Definition und rechtlicher Rahmen des Ausnüchterungs-Gewahrsams

Der Ausnüchterungs-Gewahrsam ist eine polizeiliche Maßnahme, die der vorübergehenden Unterbringung alkoholisierter oder berauschter Personen dient, um Gefahren für die betreffende Person selbst oder für Dritte abzuwenden. Die Unterbringung erfolgt in einer polizeilichen Gewahrsamseinrichtung, meist mit dem Ziel, dem Betroffenen eine sichere Ausnüchterung zu ermöglichen und akute Gefahrenlagen zu beseitigen. Die rechtlichen Regelungen hierzu sind in den Polizeigesetzen der Länder sowie in spezialgesetzlichen Vorschriften verankert.

Gesetzliche Grundlagen

Die Befugnis zum Ausnüchterungs-Gewahrsam ergibt sich in Deutschland in erster Linie aus den jeweiligen Polizeigesetzen der Bundesländer, insbesondere aus den Vorschriften zum sogenannten „präventiven Polizeigewahrsam“. Dabei handelt es sich um eine Maßnahme der Gefahrenabwehr. Zentrale rechtliche Grundlage bilden regelmäßig die §§ 29 ff. des Musterpolizeigesetzes, in denen die allgemeinen Voraussetzungen für die Ingewahrsamnahme geregelt sind. Die konkrete Ausgestaltung kann je nach Landesrecht variieren.

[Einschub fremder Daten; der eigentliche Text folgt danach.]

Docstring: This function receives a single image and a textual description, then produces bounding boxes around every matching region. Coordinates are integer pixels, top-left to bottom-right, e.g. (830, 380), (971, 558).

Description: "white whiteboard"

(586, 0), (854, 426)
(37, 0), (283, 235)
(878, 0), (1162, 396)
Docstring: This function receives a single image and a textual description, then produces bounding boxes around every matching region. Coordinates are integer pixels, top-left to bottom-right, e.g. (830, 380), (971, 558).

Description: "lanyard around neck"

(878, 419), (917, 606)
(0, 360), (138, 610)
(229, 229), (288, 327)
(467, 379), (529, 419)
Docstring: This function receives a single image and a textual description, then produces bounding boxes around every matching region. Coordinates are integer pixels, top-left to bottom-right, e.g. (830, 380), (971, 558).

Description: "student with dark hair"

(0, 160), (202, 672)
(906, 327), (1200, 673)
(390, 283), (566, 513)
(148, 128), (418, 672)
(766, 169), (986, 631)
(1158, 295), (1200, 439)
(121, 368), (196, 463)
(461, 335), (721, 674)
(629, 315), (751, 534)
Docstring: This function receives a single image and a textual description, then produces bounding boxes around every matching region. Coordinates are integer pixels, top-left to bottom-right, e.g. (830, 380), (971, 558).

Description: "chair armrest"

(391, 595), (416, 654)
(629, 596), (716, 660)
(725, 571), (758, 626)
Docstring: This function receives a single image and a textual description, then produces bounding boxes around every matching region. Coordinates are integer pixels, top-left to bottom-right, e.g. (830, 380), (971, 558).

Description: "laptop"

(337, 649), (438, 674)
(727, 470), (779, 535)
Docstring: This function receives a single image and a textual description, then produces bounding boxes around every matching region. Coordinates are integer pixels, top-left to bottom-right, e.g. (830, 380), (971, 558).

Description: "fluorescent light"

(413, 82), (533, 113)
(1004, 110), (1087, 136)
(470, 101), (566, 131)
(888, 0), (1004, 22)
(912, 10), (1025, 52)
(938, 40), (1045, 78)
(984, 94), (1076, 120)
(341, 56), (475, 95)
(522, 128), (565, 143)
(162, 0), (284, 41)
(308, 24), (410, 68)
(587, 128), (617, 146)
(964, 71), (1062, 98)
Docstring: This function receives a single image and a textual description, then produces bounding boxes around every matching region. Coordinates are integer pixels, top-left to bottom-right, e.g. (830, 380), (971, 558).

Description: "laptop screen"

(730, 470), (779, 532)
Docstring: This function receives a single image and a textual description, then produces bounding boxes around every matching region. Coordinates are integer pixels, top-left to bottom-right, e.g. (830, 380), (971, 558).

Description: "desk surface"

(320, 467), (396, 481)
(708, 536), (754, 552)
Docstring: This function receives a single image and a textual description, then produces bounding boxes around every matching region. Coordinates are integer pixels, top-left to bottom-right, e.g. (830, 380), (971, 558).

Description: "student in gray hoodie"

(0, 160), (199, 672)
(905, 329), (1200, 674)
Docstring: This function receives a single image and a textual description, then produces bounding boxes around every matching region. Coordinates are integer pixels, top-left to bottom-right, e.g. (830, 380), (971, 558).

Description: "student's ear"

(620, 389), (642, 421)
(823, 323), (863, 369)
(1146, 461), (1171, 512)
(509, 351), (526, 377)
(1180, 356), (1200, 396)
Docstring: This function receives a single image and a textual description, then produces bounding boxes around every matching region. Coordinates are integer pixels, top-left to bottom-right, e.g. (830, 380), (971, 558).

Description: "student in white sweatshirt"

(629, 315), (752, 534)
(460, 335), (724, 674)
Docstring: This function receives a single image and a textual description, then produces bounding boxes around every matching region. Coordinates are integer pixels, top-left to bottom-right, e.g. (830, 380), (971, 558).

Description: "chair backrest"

Beispielhafte gesetzliche Regelungen

  • Bayern (Art. 17 PAG): Hier ist die Ingewahrsamnahme zum Schutz der Person vor Gefahren für Leib oder Leben, beispielsweise durch Alkoholintoxikation, ausdrücklich vorgesehen.
  • Nordrhein-Westfalen (§ 35 PolG NRW): Die Polizei kann Personen in Gewahrsam nehmen, wenn sie hilflos sind oder sich in einer die öffentliche Sicherheit gefährdenden Weise verhalten, insbesondere bei erheblichem Alkoholkonsum.

Zweck und Zielsetzung

Ziel des Ausnüchterungs-Gewahrsams ist in erster Linie die Gefahrenabwehr. Es soll verhindert werden, dass stark alkoholisierte oder berauschte Personen Schaden anrichten oder selbst zu Schaden kommen. Dies betrifft insbesondere das Risiko von Stürzen, Erfrierungen, Suizidgefahr oder aggressivem Verhalten gegenüber Dritten. Die Maßnahme dient jedoch ausdrücklich nicht der Strafverfolgung, sondern ist eine Gefahrenabwehrmaßnahme im polizeilichen Gefahrenabwehrrecht.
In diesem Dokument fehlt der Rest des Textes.